There have been allegations of ethnic massacres and “grave violations” of human rights around Ethiopia during the Tigray War, especially within the Tigrayan region. The Ethiopian Human Rights Commission reported profiling, assault and killings perpetrated in Western Tigray. The inhumane conducts were committed as part of “a widespread or systematic attack directed against a civilian population”.
“The conduct took place in the context of an armed conflict between the Federal Government’s National Defence Forces and the Tigray Regional Government’s security forces while the latter were retreating following a defeat; and perpetrators targeted civilian residents of Maikadra they profiled based on their ethnic origin,” EHCR wrote.
More reports of rape, looting, indiscriminate detention, and physical abuse of Tigrayans around Ethiopia or Ethiopians in Tigray.
A MAJOR HUMANITARIAN CRISIS LOOMS
The war crimes are currently the worst outcome of this civil war but a more problematic challenge is gestating within Ethiopia. The country is already quaking under famine and the resulting consequences of economic instability.
Many children are suffering from malnutrition and some who are unlucky die of starvation. Humanitarian aid cannot get to some of the most devastated parts of Ethiopia because relief workers have been prevented from reaching the hardest-hit areas. The federal government imposed a blockade on Tigray and this has kept help out of the area.
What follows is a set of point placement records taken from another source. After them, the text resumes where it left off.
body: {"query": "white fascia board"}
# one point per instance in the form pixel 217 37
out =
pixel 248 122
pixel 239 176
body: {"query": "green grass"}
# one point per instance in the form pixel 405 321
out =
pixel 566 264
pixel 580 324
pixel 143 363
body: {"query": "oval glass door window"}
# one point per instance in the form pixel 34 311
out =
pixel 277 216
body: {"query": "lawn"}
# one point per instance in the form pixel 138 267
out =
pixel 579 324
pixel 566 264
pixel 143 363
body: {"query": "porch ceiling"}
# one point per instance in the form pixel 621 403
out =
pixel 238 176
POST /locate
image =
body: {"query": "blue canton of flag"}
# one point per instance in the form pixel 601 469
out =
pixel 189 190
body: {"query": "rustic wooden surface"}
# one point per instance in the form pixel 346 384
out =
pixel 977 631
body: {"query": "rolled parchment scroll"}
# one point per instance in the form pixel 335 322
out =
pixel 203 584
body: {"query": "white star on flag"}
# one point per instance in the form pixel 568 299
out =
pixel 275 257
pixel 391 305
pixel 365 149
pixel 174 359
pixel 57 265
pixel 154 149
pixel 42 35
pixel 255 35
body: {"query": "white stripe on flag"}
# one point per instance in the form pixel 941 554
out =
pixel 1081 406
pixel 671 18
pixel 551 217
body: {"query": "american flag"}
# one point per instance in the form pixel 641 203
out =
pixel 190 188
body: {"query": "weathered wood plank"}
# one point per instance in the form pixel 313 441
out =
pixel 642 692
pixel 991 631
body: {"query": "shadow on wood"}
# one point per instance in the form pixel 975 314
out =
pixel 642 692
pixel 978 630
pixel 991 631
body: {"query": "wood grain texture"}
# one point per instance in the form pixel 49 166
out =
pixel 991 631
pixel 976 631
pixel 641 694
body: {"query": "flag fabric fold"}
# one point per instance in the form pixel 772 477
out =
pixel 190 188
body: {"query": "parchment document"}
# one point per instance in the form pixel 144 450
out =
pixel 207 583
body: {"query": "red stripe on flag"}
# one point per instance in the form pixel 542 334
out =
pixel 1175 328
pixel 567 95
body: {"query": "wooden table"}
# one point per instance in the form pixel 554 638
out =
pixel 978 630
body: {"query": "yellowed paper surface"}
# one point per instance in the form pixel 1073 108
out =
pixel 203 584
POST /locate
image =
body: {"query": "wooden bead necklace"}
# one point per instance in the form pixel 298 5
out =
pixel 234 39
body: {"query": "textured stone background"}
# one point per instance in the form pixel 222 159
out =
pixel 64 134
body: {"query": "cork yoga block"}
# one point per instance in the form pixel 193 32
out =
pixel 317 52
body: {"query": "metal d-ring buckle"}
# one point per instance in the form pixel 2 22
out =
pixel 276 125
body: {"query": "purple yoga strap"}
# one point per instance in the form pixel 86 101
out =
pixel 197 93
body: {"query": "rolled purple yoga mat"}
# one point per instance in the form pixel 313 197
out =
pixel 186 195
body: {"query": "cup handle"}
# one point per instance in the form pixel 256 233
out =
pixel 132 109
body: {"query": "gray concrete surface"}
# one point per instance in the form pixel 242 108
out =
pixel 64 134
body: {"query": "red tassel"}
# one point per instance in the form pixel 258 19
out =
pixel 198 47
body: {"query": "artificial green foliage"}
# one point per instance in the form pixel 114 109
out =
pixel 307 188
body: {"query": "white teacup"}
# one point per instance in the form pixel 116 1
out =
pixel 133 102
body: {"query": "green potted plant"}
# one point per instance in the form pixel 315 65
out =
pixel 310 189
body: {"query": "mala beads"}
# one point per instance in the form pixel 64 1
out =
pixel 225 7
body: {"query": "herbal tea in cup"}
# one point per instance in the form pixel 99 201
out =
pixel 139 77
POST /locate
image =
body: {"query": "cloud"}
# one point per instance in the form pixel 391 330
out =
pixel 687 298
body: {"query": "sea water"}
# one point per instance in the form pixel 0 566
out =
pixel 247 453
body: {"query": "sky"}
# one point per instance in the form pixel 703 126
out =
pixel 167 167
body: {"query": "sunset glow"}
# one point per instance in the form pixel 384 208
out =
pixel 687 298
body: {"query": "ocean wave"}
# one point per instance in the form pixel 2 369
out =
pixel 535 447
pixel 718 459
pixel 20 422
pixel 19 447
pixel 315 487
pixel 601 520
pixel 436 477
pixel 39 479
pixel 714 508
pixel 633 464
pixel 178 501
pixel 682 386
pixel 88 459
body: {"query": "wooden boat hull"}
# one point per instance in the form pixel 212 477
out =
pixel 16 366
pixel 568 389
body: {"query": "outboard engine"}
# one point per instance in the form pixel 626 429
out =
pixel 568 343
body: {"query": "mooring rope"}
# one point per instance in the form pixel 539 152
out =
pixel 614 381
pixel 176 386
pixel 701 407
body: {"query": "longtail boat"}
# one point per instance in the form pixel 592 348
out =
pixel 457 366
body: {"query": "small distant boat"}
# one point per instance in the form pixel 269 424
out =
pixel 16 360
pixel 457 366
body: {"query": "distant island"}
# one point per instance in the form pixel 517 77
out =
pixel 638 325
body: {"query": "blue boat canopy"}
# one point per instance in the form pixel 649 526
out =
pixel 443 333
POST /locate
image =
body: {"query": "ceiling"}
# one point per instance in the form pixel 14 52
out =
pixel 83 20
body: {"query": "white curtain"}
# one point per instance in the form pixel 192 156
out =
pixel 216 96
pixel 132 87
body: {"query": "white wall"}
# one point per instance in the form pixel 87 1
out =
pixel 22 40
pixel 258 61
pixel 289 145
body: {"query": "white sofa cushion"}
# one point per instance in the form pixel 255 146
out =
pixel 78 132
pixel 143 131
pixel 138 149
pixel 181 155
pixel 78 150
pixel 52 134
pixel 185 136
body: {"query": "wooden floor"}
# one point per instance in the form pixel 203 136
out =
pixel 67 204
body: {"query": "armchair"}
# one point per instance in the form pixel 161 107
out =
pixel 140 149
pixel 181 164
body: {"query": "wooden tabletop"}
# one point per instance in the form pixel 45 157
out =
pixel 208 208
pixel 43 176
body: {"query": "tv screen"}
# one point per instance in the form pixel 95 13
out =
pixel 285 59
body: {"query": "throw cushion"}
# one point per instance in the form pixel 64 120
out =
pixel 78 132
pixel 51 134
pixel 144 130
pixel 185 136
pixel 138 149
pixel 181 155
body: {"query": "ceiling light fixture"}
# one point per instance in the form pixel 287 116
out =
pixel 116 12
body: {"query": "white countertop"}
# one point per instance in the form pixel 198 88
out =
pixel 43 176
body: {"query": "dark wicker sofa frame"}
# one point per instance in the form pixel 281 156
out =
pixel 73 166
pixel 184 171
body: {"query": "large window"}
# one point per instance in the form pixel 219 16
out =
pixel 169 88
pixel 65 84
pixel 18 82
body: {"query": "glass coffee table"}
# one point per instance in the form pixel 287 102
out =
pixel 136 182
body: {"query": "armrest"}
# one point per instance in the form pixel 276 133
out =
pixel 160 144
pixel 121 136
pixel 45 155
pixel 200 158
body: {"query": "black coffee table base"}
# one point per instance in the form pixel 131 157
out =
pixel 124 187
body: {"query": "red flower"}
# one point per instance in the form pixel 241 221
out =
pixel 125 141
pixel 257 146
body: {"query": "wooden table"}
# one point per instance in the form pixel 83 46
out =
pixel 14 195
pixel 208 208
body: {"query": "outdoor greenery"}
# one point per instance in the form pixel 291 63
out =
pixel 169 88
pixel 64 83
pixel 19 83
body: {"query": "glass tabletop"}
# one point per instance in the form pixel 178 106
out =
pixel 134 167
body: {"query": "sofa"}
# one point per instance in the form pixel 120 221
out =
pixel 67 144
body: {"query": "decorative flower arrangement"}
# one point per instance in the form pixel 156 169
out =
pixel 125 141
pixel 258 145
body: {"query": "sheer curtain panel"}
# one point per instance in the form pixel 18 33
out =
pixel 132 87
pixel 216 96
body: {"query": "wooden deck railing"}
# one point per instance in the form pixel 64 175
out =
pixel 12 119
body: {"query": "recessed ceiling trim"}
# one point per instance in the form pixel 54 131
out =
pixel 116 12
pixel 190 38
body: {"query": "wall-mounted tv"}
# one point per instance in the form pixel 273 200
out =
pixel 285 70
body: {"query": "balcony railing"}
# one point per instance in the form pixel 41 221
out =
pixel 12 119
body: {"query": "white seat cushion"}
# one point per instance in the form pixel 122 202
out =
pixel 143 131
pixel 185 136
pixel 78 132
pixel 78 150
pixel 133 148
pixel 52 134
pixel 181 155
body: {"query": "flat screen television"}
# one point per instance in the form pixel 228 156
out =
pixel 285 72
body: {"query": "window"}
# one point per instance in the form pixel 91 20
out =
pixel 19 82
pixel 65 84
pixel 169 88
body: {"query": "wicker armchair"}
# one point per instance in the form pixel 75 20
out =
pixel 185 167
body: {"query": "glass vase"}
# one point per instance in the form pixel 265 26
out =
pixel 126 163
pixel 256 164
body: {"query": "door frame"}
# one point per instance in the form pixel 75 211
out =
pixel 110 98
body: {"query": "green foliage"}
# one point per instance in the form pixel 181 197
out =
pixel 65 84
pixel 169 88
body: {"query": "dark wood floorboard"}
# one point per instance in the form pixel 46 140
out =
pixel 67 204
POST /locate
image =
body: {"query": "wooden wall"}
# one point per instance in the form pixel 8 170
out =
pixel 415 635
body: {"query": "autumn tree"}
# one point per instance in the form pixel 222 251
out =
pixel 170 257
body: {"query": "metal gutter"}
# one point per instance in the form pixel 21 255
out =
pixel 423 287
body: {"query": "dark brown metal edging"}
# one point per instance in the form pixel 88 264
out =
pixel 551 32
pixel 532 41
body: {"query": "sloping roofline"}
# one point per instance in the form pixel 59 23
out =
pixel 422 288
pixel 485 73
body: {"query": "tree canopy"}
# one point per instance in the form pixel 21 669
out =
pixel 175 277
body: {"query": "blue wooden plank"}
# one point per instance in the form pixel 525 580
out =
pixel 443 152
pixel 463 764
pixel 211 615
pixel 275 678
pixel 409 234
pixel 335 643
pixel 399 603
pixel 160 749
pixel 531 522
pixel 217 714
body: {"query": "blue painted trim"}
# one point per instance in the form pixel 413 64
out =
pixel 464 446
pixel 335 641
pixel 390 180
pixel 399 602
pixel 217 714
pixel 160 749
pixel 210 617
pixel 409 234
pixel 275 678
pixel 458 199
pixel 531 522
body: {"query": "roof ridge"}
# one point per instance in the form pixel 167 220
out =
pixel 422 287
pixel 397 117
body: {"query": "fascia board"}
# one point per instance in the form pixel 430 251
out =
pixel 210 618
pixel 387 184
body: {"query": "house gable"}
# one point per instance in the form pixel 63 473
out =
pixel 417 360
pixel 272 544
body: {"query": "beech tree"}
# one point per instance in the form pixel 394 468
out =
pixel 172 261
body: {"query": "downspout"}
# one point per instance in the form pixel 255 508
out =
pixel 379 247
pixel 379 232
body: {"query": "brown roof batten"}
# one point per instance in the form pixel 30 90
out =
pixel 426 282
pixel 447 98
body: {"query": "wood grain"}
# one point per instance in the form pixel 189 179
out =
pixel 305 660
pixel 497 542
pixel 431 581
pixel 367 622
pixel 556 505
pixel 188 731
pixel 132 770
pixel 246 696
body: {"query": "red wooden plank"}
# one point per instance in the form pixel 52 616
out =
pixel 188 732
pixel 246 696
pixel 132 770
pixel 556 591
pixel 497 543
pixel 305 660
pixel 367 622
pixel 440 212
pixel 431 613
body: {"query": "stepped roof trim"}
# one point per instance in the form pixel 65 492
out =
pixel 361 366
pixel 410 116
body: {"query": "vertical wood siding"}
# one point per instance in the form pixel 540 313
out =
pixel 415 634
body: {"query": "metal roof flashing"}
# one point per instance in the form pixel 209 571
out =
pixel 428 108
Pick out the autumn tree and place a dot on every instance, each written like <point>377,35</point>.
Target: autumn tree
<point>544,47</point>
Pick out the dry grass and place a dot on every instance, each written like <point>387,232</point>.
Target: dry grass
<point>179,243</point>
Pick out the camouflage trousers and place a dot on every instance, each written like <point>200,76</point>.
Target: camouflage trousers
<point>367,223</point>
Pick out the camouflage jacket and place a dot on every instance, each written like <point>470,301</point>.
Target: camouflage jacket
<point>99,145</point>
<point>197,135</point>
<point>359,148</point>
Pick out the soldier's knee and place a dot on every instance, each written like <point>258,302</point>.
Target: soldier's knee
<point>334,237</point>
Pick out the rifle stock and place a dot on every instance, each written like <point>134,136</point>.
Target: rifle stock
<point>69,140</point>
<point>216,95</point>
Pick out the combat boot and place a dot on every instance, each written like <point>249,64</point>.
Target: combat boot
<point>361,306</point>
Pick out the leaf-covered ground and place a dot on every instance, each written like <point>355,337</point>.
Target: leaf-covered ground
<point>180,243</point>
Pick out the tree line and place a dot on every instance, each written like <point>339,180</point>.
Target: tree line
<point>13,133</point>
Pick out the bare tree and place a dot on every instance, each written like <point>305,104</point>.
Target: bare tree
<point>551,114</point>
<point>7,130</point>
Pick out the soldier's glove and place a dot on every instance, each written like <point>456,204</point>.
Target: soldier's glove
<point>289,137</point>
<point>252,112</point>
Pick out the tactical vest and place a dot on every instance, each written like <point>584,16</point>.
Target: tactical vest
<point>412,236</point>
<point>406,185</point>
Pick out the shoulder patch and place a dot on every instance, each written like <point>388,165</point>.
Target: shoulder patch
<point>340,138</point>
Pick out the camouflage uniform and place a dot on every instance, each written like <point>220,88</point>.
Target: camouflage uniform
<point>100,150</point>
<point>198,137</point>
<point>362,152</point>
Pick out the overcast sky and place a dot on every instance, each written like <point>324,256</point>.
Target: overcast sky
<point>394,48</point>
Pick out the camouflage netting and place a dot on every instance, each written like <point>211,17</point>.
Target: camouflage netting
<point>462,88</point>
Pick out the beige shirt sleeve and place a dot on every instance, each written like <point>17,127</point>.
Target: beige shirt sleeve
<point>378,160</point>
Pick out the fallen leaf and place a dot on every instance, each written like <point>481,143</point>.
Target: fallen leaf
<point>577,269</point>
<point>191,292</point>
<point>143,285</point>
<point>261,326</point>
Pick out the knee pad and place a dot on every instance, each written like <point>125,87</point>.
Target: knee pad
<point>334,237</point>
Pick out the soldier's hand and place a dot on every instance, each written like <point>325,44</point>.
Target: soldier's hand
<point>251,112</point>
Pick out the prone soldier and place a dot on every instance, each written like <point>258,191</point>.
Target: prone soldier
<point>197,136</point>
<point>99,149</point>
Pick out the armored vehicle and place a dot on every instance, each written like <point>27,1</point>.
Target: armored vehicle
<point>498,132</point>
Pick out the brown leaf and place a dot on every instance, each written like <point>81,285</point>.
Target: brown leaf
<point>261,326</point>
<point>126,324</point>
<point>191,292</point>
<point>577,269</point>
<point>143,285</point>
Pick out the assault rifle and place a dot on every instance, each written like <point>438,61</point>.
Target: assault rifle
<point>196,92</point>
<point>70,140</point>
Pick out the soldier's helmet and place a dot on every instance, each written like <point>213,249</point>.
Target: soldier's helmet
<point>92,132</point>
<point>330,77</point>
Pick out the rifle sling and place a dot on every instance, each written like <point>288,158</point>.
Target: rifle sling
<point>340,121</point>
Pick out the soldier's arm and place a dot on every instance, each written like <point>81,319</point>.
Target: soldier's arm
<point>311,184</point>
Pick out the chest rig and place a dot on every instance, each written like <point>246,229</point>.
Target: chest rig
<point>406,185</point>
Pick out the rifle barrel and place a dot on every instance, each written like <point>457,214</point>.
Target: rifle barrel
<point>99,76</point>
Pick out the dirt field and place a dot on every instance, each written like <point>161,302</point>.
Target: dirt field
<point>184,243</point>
The World Food Program has said that 9.4 million people across northern Ethiopia need food aid. In western Tigray, ethnic Amhara militias have rendered tens of thousands of people homeless.
More outbreaks of ethnic violence have been experienced in other parts of Ethiopia, and a local insurgent group, the Oromo Liberation Army (OLA), has become a TPLF ally in the populous city of Oromo. There are more anti-government groups than the Ethiopian nation expected in a democratic dispensation.
The Africa Union (AU) has intervened through several diplomatic approaches involving African leaders such as Olusegun Obasanjo, Former President of Nigeria. Obasanjo could not get definite agreements but expressed hope in a resolution soon.
Obasanjo’s statement on the prospects for peace in Ethiopia notes that common ground towards a peaceful resolution of the conflict can be reached. “The interlocutors I have engaged on all sides have stated their wish for peace, security, and stability in Ethiopia. The main point of difference between the actors is in the means by which they seek to achieve this essential objective,” Obasanjo said in November 2021.
The AU believes that dialogue remains the only reliable and sustainable avenue to peace in Ethiopia, but some African countries fail to comment on the conflict to protect bilateral relationships with Ethiopia and Eritrea.
Obasanjo, acting in his capacity as high representative of the AU, has said that “there is no military solution to the conflict and battlefield victory cannot guarantee political stability in Ethiopia”.
MEDIA AND AWARENESS
Prime Minister Abiy had backtracked in his approach to the media in September 2020 when he prohibited journalists from going to Tigray to report the “illegal” regional elections.
Since the war began, the federal government has resorted to shutting down the internet in some areas, arresting journalists, and detaining protesters or critics. The blockade and violence prevent humanitarian aid from getting into, or information getting out of, the negatively impacted areas of Ethiopia many times.
There have been suggestions of dialogue and diplomatic interventions which would resolve this conflict on paper, but in these times of indelible hostilities, it could take much more time for conversations to reach a genuine resolution.